Employees Could Foot the Bill for Federal BYOD Policies

White House guidance leaves a lot of unanswered questions.

Last week, the White House released guidance for federal agencies in launching and promoting their “bring your own device,” or BYOD, programs, where employees agree to use their personal smartphones and tablets for work use. But the guidance leaves a couple of unanswered questions, including whether federal employees should be reimbursed for a portion of their monthly BYOD costs.

“The federal government still has more to do to address the more complicated issues related to BYOD,” the guidance states. “This includes how the government can reimburse federal employees for voice/data costs incurred when they use their personal mobile devices instead of government-issued mobile devices.”

The guidance recognizes a few of the current government BYOD programs, including one at the Equal Employment Opportunity Commission, which currently requires employees to pay for all voice and data usage, includingthat used for official work purposes. This means that many employees opt to keep using their government-issued Blackberry devices, the guidance states.
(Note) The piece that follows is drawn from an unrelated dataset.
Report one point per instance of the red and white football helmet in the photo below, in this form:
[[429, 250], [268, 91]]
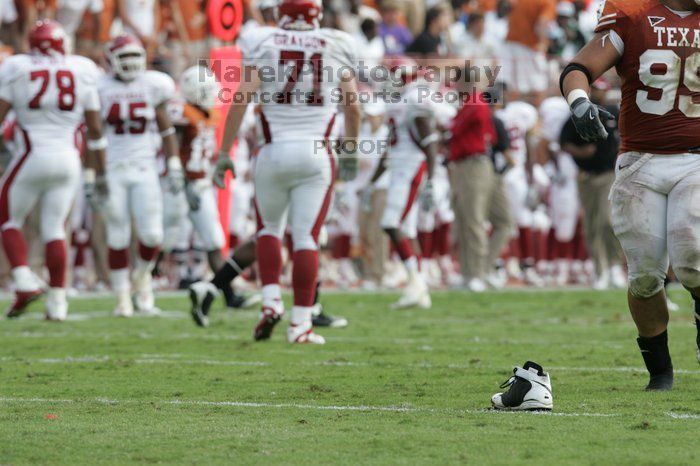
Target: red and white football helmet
[[47, 37], [300, 14], [126, 57]]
“However, for EEOC’s younger employees, their personal devices appear to be an extension of their personalities, so to speak,” the guidance states. “For seasoned workers, their personal device allows them to do administrative work from home.”

EEOC seems to be happy with the way their BYOD program is working for them and their employees. But the question remains open: should federal agencies reimburse employees for the extra cost of using their own devices for official work purposes? Would you be less likely to participate if you had to foot the entire cost yourself?